Ecrit par : Gaël | 19.01.2010

Ah oui, et regarde et analyse définitivement le film "Let's Make Money". Il t'aidera à revenir à une réalité mondiale que tu refuses de voir, par ignorance certainement puisque je ne crois pas que tu aies de mauvaise foi.

Ecrit par : Gaël | 19.01.2010

Ce qui est marrant c'0est de voir certains faire une loi général parce qu'une poignée de dirigeant se font "des millions".

Cela dit, pour ma part, dans les idées "socialistes" qui consistent à niveler par le bas l'idée du 1:12 est l'approche la plus constructive que je trouve (oulala ca va étonner certain, je sais...) . Bien qu'il reste à définir le 1:12 par autre chose.

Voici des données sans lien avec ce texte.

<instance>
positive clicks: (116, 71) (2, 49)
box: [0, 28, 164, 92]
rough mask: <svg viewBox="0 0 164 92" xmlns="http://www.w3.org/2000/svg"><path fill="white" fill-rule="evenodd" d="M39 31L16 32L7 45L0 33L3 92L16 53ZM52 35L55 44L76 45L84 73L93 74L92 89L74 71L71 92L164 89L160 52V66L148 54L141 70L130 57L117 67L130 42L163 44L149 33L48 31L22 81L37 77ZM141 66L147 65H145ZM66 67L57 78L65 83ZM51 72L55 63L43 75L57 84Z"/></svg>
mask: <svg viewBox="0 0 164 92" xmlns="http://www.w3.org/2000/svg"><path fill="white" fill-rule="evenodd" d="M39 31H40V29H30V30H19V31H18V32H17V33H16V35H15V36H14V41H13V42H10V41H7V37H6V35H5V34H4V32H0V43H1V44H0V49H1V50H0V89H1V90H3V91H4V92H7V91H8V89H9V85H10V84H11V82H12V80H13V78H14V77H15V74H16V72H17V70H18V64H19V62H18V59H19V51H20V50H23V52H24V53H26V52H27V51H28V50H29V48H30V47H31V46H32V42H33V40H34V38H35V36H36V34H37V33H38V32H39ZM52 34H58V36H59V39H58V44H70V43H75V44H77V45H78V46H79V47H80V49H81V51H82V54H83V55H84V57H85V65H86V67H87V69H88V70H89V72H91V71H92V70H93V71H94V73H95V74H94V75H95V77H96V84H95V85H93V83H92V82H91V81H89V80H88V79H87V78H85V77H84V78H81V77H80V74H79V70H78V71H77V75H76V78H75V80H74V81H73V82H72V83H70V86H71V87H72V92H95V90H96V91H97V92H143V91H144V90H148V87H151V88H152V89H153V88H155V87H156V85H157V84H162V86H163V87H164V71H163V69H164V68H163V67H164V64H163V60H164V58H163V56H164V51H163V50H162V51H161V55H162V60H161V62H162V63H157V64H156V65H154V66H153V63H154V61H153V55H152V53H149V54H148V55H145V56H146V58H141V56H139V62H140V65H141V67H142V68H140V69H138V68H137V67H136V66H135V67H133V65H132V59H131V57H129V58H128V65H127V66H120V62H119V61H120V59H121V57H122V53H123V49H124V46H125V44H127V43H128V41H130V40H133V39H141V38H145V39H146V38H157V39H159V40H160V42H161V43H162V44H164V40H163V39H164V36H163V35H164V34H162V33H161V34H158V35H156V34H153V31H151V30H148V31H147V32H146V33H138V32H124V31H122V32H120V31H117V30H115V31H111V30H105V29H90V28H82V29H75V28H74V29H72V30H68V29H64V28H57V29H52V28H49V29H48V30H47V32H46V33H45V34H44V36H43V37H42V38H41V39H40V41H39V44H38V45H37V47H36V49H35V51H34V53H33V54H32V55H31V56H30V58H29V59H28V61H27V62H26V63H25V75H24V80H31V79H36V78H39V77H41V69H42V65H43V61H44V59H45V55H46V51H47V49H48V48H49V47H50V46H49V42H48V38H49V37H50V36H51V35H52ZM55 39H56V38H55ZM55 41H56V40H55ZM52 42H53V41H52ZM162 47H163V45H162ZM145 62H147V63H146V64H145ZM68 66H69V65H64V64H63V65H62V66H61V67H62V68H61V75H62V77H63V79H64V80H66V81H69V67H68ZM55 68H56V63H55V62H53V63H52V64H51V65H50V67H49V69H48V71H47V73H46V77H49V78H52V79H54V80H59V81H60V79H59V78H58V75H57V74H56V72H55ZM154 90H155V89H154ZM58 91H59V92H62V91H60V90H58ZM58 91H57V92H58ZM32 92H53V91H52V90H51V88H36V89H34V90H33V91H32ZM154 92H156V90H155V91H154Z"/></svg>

Ex 1:20 à partir d'un chiffre d'affaire de X et de 1:12 à partir d'un chiffre d'affaire.

Car après tout, ca n'empechera pas Vasella de gagner 40 millions si le salaire le plus bas est de 3.3 millions...
Cela dit, ca ne me pose absolument pas de problème qu'un Patron gagnent des millions s'il respecte aussi ses employés. Et il ne faut poas oublié que sans les dizaine de milliers d'employé de l'entreprise, Vasella ne pourrait pas gagner son salaire. Et ce qui est assez interressant de constater c'est que les "diplomés" qui veulent socialiser le salaire en entreprise, sont ceux aussi qui justifie le montant de leur salaire, excepté pour ceux qui ont laissé les études de coté pour créer leur entreprise (ex: Bill Gates).


Par contre ce qui me gêne toujours c'est certains commentaire gratuit, facile, "y'a les gentils d'un coté, y'a les méchants de l'autre".